Here as well: Please no music. It is extremely annoying. I have my own background music thank you very much.
Concerning the rights, of course you need to pay for the use unless it's royalty free or you have a specific agreement with the copyright owner. I do not know where your teacher gets the idea that when it's commercial giving credit is enough. It's COMMERCIAL, which means they want to make money of it.
Yep. That's like saying I can use one of your images on my site to advertise my product as long as I credit you. You probably wouldn't appreciate it, and neither would the copyright holder of that music. I'm not going to go into how I feel about the music industry, and my lack of sympathy for the rich record execs who are the ones who really make the money from that song, but the law is the law.
Originally Posted by Lars Jansen
Sponsored Ad. (Subscribers to APUG have the option to remove this ad.)
IN THE NAME OF G*D PLEASE, I BEG YOU, NO MUSIC!
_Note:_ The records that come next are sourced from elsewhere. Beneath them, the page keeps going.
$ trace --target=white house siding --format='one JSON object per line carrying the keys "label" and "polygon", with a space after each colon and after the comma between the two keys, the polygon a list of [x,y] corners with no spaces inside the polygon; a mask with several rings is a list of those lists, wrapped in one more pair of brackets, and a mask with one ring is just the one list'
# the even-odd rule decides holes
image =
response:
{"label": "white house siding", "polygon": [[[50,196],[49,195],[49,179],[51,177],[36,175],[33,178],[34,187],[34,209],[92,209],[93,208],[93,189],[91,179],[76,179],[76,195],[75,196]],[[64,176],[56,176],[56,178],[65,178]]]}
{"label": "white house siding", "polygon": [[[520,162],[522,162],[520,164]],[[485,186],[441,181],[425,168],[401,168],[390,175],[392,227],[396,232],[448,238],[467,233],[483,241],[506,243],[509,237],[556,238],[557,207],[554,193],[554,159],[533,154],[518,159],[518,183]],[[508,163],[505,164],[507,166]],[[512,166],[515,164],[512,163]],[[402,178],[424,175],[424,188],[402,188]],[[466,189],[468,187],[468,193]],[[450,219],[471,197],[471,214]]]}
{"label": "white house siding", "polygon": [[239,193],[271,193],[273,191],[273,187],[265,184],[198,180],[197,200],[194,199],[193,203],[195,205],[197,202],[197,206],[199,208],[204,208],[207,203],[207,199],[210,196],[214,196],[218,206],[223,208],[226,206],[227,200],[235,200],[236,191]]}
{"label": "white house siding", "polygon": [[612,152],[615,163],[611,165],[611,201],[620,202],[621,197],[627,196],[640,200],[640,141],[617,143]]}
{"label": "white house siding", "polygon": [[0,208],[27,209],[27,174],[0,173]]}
For all the reasons others have stated.
Your teacher is an ignorant fool.
music on a website can sometimes be nice
and sometimes be no so nice.
ask someone who has music
on his/her website .. to learn if
any fees are involved.
most of the time my volume is off / mute
so i usually miss out, unless i am listening to something
specific to go along with images, like john callow's brother patrick ( auger shell ).
he makes some beautiful sounds that work great with images.
Last edited by jnanian; 06-21-2010 at 06:28 AM. Click to view previous post history.
silver magnets, trickle tanks sold
artwork often times sold for charity
PM me for details
You have two legal choices as I understand it;
Get (buy) royalty free music.
Pay the royalties.
As far as adding music to the site, I agree with all the nay sayers above, just say no.
Mark Barendt, Ignacio, CO
"We do not see things the way they are. We see things the way we are." Anaïs Nin
fact is that your taste in music will be very different to most other peoples taste so unless it's fundamental to what you are trying to get over in your site, then be very careful about using music.
All music has copyright. So unless it expressly says royalty free, then you have to pay. Many take the risk of getting caught.
I'd say your teacher is cluelesss because the most active companies checking for copyright infringement are those who look after recent releases such as lady gaga.
Both myspace and geocities are very... played out. Please avoid music. And, since apparently this needs to be said: also avoid blink tags and other flashing lights. And neon backgrounds. It is very annoying.
As others have noted, you need to obtain a license for use of any copyrighted material that you use. For some material (which has been released into public domain) this means that you already have a license. For others, and this is almost the entirety of the music corpus published in the last 50 years, you need to pay a royalty. The same exact issues arise as music sharing software, and you are actually facing a fairly substantial lawsuit the way the music industry is treating this.
There is such a thing as "fair use", but background music is clearly not a fair use.